I am just pointing out the fact that they have not got poorer as is the common perception. 

And that if the findings were the opposite, the media and politicians would have had a field day.

Brendan


----------



## TheBigShort (14 Jul 2018)

Hi Brendan

And im just pointing out that, over a 30yr period, the common perception is that all sectors of Irish society have more income, not less.



Brendan Burgess said:


> And that if the findings were the opposite, the media and politicians would have had a field day.



For sure, as I think most people in media and politics are in favour of greater equality rather than inequality.
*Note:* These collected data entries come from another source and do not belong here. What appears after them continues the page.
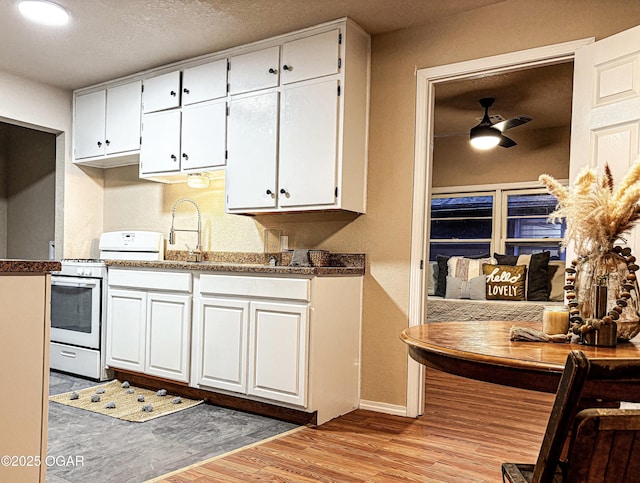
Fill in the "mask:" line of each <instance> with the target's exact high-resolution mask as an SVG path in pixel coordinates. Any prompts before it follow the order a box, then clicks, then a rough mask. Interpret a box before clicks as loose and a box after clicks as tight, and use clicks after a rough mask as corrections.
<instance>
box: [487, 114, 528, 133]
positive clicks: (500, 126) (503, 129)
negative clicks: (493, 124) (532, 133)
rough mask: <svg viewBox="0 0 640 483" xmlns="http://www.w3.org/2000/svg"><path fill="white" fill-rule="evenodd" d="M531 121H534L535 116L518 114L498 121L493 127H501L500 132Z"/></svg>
mask: <svg viewBox="0 0 640 483" xmlns="http://www.w3.org/2000/svg"><path fill="white" fill-rule="evenodd" d="M529 121H533V118H532V117H529V116H517V117H513V118H511V119H507V120H506V121H502V122H497V123H495V124H494V125H493V127H495V128H496V129H499V130H500V132H505V131H506V130H507V129H511V128H514V127H518V126H521V125H522V124H526V123H528V122H529Z"/></svg>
In the end, the report is broadly favourable toward welfare and tax transfers for reducing inequality.


----------



## RETIRED2017 (14 Jul 2018)

Brendan Burgess said:


> Hi Shortie
> 
> I am just pointing out the fact that they have not got poorer as is the common perception.
> 
> ...


I have not heard anyone including your good self saying they have got poorer ,


----------



## TheBigShort (14 Jul 2018)

RETIRED2017 said:


> I have not heard anyone including your good self saying they have got poorer ,



Which is the salient point. Despite the Indo headline, nobody is actually arguing to the contrary of the findings of the report - probably why there is little coverage. 
Old news doesn't sell well.


----------